Theater im Palais-Royal
    Sonntag, 6.   Februar, im Laufe des Nachmittags
    »Sie können wohl, mein Prinz, um unser Leid zu rächen,
    Durch manche Heldentat zu Ihren Gunsten sprechen.
    Jedoch für jenen Preis, den Sie erobern wollen,
    Genügt der Beifall nicht, den Reich und Bruder zollen;
    Elviras Herz und Hand ist so nicht   …«
     
    »Nein, nein und nochmals NEIN!«
    Zum dritten Mal seit Beginn der Nachmittagsprobe war Molière wutentbrannt von seinem Sitz aufgesprungen und hatte den Monolog unterbrochen. Madeleine Béjart schaute ihn überrascht an. Gekränkt ließ sie die Hand des Darstellers von Don Garcia los, die sie ergriffen hatte, um diesen Teil der dritten Szene überzeugender darstellen zu können. Die anderen Schauspieler standen wie versteinert da und starrten ihren Meister fassungslos an. An diesem Sonntag zeigte sich Molière jähzorniger als gewöhnlich. War es die unheimliche Entdeckung des toten Jungen, der einige Stunden vorher durch das Glasdach mitten auf die Bühne des Palais-Royal gestürzt war? Oder die Erinnerung an die turbulente Generalprobe zwei Tage zuvor? Der Theaterdirektor wirkte noch magerer als sonst, seine Mundwinkel zuckten nervös und seine Stimme klang rau, als er jetzt die Arme weit ausbreitete, um seinen Anweisungen dadurch besonderen Nachdruck zu verleihen.
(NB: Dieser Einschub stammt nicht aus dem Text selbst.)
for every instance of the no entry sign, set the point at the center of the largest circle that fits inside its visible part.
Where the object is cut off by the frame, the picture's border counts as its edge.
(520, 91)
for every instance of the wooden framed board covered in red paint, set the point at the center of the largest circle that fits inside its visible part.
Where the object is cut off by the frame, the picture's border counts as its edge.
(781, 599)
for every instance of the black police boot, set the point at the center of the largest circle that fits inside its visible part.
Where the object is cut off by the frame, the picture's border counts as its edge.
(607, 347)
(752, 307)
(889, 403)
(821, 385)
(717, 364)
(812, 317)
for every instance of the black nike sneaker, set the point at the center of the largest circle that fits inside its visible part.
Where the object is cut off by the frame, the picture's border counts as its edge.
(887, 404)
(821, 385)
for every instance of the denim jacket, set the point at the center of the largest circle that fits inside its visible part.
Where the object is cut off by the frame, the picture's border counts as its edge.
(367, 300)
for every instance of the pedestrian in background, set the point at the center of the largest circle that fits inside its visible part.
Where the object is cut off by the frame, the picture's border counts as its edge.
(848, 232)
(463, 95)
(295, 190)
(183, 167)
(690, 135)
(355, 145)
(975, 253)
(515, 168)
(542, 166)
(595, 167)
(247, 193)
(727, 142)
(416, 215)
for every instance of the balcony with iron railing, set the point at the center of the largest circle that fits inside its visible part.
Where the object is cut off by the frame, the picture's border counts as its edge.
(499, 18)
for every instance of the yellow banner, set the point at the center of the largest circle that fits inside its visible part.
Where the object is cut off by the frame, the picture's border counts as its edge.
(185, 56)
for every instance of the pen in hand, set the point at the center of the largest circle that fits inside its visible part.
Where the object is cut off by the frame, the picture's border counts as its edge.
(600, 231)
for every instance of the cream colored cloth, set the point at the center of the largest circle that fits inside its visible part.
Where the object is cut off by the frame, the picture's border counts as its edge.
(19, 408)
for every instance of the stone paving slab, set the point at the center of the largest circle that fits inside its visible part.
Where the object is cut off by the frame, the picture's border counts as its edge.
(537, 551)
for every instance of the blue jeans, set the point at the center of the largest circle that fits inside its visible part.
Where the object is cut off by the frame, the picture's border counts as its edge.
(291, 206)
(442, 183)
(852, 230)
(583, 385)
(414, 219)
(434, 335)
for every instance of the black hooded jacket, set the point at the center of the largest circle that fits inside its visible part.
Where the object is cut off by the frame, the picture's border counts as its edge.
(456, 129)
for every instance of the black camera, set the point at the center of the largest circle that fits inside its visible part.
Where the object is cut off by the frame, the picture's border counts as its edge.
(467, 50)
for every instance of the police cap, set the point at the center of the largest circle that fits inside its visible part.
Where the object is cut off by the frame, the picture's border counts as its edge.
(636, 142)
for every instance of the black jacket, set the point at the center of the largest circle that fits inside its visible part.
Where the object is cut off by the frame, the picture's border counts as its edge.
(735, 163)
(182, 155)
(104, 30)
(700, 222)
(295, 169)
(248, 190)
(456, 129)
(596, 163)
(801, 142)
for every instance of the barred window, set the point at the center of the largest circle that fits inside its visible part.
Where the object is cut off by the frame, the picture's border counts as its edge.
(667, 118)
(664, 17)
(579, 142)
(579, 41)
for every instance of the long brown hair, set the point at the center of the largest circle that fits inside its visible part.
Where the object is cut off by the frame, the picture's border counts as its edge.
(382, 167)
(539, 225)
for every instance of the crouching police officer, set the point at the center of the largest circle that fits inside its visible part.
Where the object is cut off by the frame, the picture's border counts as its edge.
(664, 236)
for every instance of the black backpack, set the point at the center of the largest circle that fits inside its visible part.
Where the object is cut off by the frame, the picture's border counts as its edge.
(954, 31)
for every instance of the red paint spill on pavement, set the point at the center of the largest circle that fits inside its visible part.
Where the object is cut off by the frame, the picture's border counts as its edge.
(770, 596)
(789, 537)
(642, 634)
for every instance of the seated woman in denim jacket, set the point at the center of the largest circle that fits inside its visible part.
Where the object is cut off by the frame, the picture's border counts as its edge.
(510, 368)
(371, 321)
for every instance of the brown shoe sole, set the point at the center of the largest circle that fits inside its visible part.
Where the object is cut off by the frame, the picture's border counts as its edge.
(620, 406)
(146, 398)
    »Meine Liebe, Ihr zwingt mich schon wieder dazu, einzugreifen. Wie oft muss ich mich noch wiederholen? Doña Elvira darf ihre Liebe zu Don Garcia auf keinen Fall zeigen! Das ist die
Essenz
meines neuen Werkes, was Ihr, wie es scheint, absichtlich nicht beachten wollt, Madame! Warum sonst solltet Ihr Don Garcias Hand ergreifen? Beginnt noch einmal von vorn!« Der Dichter schäumte vor Wut.
    »Aber, mein Freund   …«
    »Hört gefälligst auf, mir ständig zu widersprechen! Ihr wisst genau, wie wichtig der Erfolg von ›Don Garcia von Navarra‹ für mich, für uns alle ist. Ich habe nicht Tag und Nacht an diesem Text gefeilt, um jetzt tatenlos mit anzusehen, wie Ihr den tieferen Sinn meines Stücks verdreht. Heute Abend werden Monsieur und sämtliche Pariser Theaterliebhaber, ja vielleicht sogar Seine Majestät zugegen sein. Ich wage mir nicht vorzustellen, was passiert, wenn Ihr so mittelmäßig spielt! Wenn ich heute Nachmittag diese außerordentliche Probe angesetzt habe, dann nur aufgrund der schwachen Vorstellung von Euch und Euren Kameraden. Wir sind nicht mehr in Pézenas, zum Teufel noch mal! Hört mir jetzt gut zu: Es ist unsere
Pflicht
, das künstlerische Niveau dieser königlichen Spielstätte zu halten und unsere Mäzene nicht zu enttäuschen!«
    Tief getroffen brach die Schauspielerin in Tränen aus und stürzte hinter die Kulissen. Die Schande, in Gegenwart all ihrer Kameraden gerade von dem Mann, den sie unendlich liebte, so ungerecht und übertrieben kritisiert zu werden, konnte sie nicht ertragen.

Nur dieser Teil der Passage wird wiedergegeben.